I did that on yesterdays blog entry, and it was helpful to hear it spoken as I read along. It surprised me when I discovered that I could edit parts that needed changing as the computer voice read, and my cut and paste interjections didn't interfere with the computer voice's reading in real time.

Singing the vowels frequently has messed with my voice in a good way. I keep a folder with song lyrics in it on the desktop of my computer monitor. There are the text lyrics of four popular songs from my youth I copied from the internet. I keep them handy to have some words to sing after I get warmed up from singing the vowels, as if the lyrics were some codified chant.

I don't need musical notation for these songs because I know the tunes from memory. I never had the knack of memorizing the words of pop songs. Occasionally I'll remember snatches of the words while I'm singing a cappella, but it gets tedious singing those few words I vaguely remember to the same songs over and over.

The reason I sing these familiar old songs is that I know the tune to them (but not always the words), is to sing the words as clearly as I can and as smoothly as I can manage. If I had the words memorized I could put all my effort into singing well.

I pretend I have an audience in my mind's eye, and in my imagination I don't want my pretend audience to have to guess what the lyrics are. My ideal is to sing to tell the story of the song in an interesting way. I only have one end game. Tell the stories, pass the plate.

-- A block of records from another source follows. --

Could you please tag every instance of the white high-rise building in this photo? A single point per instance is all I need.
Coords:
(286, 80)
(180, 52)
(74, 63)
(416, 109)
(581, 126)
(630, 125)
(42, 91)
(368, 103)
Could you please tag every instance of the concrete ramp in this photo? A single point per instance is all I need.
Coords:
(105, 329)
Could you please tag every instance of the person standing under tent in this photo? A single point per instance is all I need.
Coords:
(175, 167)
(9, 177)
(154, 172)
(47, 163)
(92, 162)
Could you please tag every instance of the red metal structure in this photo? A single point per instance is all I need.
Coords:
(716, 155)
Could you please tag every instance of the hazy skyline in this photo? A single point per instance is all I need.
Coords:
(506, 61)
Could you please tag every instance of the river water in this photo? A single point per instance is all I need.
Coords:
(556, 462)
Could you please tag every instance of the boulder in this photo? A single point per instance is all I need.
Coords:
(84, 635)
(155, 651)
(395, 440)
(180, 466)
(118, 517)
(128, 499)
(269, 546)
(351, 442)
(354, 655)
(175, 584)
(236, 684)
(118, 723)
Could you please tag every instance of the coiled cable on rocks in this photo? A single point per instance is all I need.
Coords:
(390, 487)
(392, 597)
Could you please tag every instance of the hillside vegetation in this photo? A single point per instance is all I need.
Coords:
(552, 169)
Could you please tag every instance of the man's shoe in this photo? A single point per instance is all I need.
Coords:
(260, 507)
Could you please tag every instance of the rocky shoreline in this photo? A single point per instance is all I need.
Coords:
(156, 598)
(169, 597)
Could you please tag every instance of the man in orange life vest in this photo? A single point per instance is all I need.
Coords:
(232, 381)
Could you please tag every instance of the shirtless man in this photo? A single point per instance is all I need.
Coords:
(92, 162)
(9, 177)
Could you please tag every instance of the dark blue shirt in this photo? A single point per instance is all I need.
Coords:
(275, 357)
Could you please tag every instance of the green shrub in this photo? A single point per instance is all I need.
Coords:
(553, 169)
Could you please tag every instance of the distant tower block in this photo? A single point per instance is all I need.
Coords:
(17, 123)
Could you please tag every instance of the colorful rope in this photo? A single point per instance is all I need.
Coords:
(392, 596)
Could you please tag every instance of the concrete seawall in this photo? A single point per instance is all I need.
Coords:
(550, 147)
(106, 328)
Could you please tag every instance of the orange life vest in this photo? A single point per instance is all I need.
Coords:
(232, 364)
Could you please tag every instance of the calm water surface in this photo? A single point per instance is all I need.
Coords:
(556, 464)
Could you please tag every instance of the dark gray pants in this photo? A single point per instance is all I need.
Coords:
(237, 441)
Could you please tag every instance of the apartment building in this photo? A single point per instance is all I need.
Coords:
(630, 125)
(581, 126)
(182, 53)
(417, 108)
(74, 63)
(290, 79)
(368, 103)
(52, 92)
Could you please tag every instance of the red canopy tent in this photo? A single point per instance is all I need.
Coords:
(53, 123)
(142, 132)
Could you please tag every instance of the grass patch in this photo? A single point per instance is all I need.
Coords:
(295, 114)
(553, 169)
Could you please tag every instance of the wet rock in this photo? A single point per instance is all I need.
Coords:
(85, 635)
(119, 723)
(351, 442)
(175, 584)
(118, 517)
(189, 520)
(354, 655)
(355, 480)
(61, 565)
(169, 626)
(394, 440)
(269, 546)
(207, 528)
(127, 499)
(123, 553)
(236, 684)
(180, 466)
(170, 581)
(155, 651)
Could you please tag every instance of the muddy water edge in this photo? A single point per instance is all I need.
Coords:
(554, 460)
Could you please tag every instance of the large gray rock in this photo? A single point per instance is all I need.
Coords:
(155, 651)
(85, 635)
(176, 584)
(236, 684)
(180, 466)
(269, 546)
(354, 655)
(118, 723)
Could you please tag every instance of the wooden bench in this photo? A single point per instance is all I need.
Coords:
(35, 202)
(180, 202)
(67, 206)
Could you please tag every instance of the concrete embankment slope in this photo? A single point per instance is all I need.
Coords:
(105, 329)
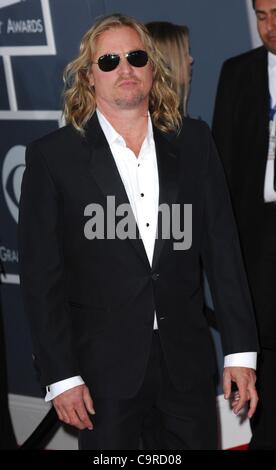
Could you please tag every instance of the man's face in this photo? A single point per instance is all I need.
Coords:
(126, 87)
(266, 22)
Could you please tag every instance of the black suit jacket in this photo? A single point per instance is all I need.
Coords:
(241, 132)
(91, 303)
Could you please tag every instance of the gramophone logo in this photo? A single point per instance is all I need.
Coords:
(8, 3)
(26, 28)
(12, 174)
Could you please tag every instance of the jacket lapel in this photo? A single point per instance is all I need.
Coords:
(168, 183)
(104, 171)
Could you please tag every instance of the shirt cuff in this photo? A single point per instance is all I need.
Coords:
(57, 388)
(248, 359)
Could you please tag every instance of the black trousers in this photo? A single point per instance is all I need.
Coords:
(263, 423)
(158, 416)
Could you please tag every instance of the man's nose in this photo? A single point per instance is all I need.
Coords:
(124, 65)
(271, 22)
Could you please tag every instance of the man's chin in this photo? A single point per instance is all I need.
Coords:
(271, 47)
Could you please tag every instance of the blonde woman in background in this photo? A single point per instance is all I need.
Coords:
(173, 42)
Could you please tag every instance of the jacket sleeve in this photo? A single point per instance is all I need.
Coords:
(42, 271)
(222, 261)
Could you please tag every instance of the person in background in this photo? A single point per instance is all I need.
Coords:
(173, 42)
(244, 128)
(112, 290)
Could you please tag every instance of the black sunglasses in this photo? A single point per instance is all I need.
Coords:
(108, 62)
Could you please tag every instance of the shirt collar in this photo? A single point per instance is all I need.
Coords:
(271, 60)
(112, 136)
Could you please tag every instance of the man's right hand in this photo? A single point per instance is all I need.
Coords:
(72, 407)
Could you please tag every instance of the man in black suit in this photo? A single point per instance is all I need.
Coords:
(244, 131)
(119, 211)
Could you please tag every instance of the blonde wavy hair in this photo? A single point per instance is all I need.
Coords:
(172, 40)
(80, 98)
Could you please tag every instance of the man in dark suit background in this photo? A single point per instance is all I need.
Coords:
(116, 309)
(244, 131)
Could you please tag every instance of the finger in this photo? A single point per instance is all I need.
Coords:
(253, 403)
(242, 397)
(62, 415)
(227, 384)
(75, 420)
(83, 416)
(59, 413)
(88, 401)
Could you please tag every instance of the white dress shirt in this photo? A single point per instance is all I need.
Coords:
(140, 178)
(269, 191)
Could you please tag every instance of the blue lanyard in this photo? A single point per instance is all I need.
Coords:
(272, 111)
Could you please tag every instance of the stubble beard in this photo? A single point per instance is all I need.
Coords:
(131, 102)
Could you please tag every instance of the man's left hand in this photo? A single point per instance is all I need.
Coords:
(245, 379)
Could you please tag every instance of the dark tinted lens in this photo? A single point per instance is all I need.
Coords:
(137, 58)
(108, 62)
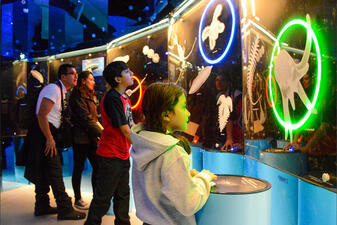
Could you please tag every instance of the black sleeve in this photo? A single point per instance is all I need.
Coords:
(113, 107)
(82, 117)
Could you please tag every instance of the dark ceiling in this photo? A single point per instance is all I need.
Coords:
(46, 27)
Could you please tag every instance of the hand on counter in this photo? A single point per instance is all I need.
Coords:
(210, 174)
(193, 172)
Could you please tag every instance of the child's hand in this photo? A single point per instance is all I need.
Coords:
(193, 172)
(210, 174)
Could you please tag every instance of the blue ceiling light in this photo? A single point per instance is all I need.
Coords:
(201, 49)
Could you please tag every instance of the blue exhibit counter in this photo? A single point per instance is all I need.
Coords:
(294, 200)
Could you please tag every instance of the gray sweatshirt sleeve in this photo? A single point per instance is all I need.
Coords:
(188, 194)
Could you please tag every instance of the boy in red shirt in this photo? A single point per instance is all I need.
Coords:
(113, 150)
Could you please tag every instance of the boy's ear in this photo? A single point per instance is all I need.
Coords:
(118, 79)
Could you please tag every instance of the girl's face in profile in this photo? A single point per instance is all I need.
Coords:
(178, 117)
(89, 82)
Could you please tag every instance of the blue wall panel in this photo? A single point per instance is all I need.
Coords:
(317, 206)
(284, 190)
(223, 162)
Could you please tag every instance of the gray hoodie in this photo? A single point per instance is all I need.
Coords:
(163, 189)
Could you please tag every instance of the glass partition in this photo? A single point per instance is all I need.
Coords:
(289, 86)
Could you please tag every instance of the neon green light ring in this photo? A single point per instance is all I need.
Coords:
(287, 124)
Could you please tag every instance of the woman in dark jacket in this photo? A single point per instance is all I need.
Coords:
(86, 131)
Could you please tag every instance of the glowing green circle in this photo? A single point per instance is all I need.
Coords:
(287, 124)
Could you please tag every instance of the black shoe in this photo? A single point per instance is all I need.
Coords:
(50, 210)
(74, 215)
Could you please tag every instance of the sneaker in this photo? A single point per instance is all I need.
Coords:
(47, 211)
(80, 204)
(74, 215)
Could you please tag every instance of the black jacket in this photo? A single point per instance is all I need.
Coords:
(84, 118)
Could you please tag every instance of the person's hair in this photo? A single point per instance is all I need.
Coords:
(158, 99)
(82, 88)
(113, 70)
(63, 69)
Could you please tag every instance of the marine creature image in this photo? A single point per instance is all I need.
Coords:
(214, 29)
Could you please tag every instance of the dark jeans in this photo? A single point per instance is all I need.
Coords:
(52, 175)
(112, 181)
(81, 153)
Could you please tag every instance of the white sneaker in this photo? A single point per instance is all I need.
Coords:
(80, 204)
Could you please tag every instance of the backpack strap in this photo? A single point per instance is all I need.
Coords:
(62, 101)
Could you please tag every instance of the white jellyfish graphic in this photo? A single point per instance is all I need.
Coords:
(129, 92)
(125, 58)
(214, 29)
(288, 74)
(184, 64)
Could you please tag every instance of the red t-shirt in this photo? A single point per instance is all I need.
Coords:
(116, 112)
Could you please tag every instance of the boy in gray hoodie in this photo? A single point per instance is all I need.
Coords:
(165, 192)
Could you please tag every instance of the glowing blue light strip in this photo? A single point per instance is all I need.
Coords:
(215, 61)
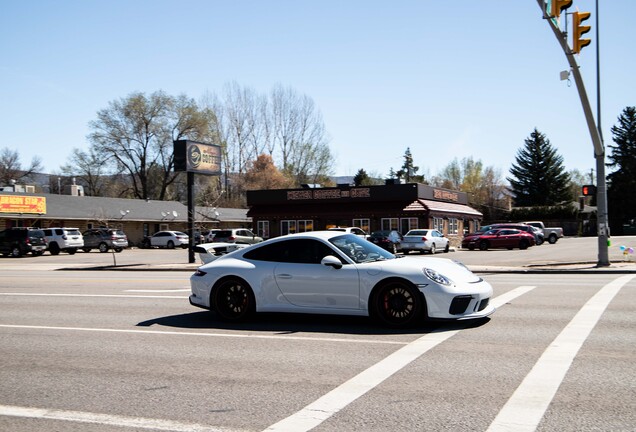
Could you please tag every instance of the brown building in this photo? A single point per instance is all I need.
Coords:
(138, 218)
(387, 207)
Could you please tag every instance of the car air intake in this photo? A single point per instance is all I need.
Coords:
(483, 304)
(459, 304)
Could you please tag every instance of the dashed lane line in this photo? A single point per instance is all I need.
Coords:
(526, 407)
(326, 406)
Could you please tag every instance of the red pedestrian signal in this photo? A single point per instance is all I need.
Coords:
(578, 30)
(559, 5)
(588, 190)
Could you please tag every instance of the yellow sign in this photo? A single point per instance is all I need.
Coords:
(22, 204)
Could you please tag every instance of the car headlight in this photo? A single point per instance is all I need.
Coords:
(436, 277)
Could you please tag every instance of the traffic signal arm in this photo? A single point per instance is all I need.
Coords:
(578, 30)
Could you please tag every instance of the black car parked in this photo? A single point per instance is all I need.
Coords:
(17, 242)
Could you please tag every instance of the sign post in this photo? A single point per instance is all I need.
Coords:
(200, 158)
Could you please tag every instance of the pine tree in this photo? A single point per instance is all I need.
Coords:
(539, 177)
(621, 183)
(361, 178)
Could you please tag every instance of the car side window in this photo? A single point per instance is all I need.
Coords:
(299, 251)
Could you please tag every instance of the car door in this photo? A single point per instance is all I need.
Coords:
(305, 282)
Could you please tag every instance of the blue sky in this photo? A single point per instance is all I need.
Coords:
(467, 78)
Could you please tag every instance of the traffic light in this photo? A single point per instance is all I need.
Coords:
(578, 30)
(588, 190)
(556, 6)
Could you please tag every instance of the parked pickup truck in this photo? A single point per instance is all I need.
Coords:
(550, 234)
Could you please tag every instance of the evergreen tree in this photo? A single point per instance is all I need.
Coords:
(361, 178)
(538, 176)
(408, 171)
(621, 183)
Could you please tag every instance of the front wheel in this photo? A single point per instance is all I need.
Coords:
(397, 304)
(233, 300)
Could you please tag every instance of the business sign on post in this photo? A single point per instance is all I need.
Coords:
(197, 157)
(22, 204)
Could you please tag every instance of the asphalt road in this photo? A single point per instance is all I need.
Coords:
(123, 351)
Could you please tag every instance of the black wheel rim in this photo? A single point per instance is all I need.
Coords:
(233, 300)
(397, 304)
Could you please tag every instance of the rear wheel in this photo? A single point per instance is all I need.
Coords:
(397, 304)
(234, 300)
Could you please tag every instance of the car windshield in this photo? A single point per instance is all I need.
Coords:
(359, 249)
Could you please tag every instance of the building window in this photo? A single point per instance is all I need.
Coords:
(262, 229)
(407, 224)
(287, 227)
(390, 224)
(453, 226)
(305, 225)
(365, 224)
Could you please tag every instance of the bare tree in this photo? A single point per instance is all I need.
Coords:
(299, 134)
(137, 134)
(11, 168)
(89, 169)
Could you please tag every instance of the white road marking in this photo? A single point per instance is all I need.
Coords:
(526, 407)
(159, 291)
(106, 419)
(320, 410)
(89, 295)
(220, 335)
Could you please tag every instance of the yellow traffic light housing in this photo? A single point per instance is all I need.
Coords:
(588, 190)
(556, 6)
(578, 30)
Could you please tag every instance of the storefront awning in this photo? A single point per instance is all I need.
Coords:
(442, 207)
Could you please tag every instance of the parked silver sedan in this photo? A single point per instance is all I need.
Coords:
(424, 240)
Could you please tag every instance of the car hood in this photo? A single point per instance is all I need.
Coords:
(449, 268)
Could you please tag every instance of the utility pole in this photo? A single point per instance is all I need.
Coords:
(551, 10)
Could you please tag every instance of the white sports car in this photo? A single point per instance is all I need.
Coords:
(328, 272)
(209, 252)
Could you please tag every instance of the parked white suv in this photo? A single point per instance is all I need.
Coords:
(63, 239)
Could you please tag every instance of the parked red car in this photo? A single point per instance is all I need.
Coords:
(499, 238)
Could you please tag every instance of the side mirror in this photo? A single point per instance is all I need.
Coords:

There is no way I can know how much trouble this can be for other singers. Some, I'm sure, have a knack or a natural talent for being able to get the words to come out of their mouth in an easy way that seems practically conversational to any of the strangers in a strange land.

Fitting the individual words of the lyrics to the rhythm and meter of the tune they're meant to fit in can be a real problem for me and my pretend audience. Sometimes I pretend my pretend audience boos me if I go too far astray. This happens more often when I get slack with the timing in favor of pronouncing the words as clearly, but as casually as possible.

For some reason I remembered that my digital piano has a drum machine built in that has probably a hundred preset classical rhythms. I might do my imaginary audience a world of good if I practiced singing the lyrics of the four old songs to a fast beat orchestrated with computer-like precision. If the timing got off, then it would have to me that was out of step.

The drum beat I chose was a 16-beat jazz rhythm that required me to sing those previously garbled lyrics real fast instead of the lackadaisical way I'd been practicing them earlier. The timing of the words might have been difficult at a slower beat, but now I didn't have time to be all that picky about how they came out.

It's too soon after trying this technique for me to think about whether practicing this technique will help or hurt my chanting efforts. Singing faster and using words I hadn't memorized yet made my throat raspy. I usually steer away from strategies that cause physical pain.

My plan is to learn to do what it takes to fit the lyrics into a beat that's twice as fast as the song would normally be sung. Then, when I sing it at its designed pace maybe I'll feel like I got lots of time to get to the next word or phrase out with a little polish, and I can concentrate on telling the story with the lyrics.